Police identified the couple in the Saturn as Ernest Wefelmeyer, 76, and his wife, Gearetta Wefelmeyer, 70, of Minneapolis.

The crash is being investigated.

The Rothsteins lived in Kailua and had two grown children, a daughter in Kona and a son who lives in Israel, friends said.

Judith Rothstein worked at the Kealakekua Public Library and later at the Kailua Public Library, friends said. Jerry Rothstein formerly owned a restaurant in Hilo and also was involved in computer-related businesses in the Kona area, they said.

Jerry Rothstein moved from New York to Hawai'i in 1970. He was a charter member of the Big Island Sierra Club Group and started the "Save Hapuna" initiative, according to the Sierra Club. He was a familiar presence at state and county public hearings, bluntly criticizing decisions he felt were not in the public interest.

Councilwoman Virginia Isbell said she dubbed Rothstein "Mr. Community" because of his activism. He could accurately quote rules, law and court cases to bolster his arguments, and took an interest in an array of causes.

"Jerry was a tireless defender of Hawai'i's shorelines," said Jeff Mikulina, director of the Sierra Club's Hawai'i chapter.

The PASH lawsuit challenging the $350 million Nansay development at Kohanaiki in North Kona was not his only important legal victory. Rothstein joined in a successful lawsuit to challenge the county zoning code because he believed county officials violated the state Sunshine Law in passing it.

Over the past year he organized protests to pressure the state into demanding back lease rent from the owners of the land under the Hilton Waikoloa Resort because a portion of the resort was built on public property. He also lobbied successfully to block a massive new development at O'oma in Kona.

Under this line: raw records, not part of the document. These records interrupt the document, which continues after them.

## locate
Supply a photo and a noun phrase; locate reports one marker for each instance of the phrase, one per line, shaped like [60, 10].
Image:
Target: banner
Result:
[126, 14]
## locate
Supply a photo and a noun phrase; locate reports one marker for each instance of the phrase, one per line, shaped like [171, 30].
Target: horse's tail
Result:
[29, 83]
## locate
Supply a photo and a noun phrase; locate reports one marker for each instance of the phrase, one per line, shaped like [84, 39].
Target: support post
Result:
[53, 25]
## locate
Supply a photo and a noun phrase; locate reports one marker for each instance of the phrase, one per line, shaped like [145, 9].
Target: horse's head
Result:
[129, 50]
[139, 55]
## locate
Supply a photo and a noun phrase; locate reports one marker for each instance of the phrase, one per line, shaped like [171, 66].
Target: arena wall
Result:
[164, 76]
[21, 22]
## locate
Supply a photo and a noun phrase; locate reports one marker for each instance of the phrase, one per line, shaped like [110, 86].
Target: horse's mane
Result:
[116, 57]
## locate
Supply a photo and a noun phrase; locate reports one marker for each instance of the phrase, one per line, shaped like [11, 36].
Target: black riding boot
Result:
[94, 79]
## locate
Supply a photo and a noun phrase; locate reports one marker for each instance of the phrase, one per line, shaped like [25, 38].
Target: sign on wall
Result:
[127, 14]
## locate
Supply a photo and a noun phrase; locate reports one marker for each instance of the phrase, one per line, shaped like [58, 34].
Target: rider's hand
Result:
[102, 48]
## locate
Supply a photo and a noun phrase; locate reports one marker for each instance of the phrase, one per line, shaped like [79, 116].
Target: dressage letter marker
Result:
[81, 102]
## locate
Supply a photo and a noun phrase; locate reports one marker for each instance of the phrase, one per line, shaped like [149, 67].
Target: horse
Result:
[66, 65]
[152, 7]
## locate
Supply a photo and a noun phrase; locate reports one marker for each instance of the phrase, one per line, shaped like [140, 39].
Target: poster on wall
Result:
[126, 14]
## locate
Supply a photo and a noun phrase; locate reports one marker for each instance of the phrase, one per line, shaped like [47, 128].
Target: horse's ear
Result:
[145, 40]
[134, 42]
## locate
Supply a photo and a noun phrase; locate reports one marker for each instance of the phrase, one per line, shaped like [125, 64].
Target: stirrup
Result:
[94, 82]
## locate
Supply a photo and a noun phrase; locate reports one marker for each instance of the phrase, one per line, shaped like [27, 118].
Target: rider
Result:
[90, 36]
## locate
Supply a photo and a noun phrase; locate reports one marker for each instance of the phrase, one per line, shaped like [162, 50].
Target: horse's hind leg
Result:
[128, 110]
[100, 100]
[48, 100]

Just days before his death, Rothstein was pressing state lawmakers to reform the process used to certify where the line is drawn between privately owned land and publicly owned shoreline, and he was planning a strategy to restore an old Hawaiian trail along the Kailua coastline.

"He stood up for principle over monetary considerations," said Douglas Blake, a longtime friend of the Rothsteins. "It's a great loss to our community."

Alliances between Native Hawaiian groups and environmentalists are almost taken for granted on the Big Island today, with both interests routinely collaborating on issues such as astronomy development on Mauna Kea, resort development in coastal areas and military projects such as the construction of new training grounds for the U.S. Army's armored Stryker combat vehicle.

Much of that cooperation has its roots in the partnership formed in the PASH case, Pilago said.

"By bringing this together, that moved Hawai'i Island to the forefront of environmental protection and the perpetuation of cultural practices," Pilago said. "That was a revolutionary step in litigation for resource management in Hawai'i."

Rothstein didn't know when to quit, friends said. Fellow environmental activist Janice Palma-Glennie was in tears after hearing of his death, and said after the initial shock "what I really felt was tired."

"I just realized how exhausted it made me feel to think that Jerry wasn't going to be here, because he did all the work that nobody else wanted to do, and he was so relentless," she said.

Pilago said, "Sometimes I would be embarrassed because he was so aggressive, but that was part of his make-up and nature in that he would not take 'no' in respect to protecting the environment. He would not take 'no,' and he would not bend."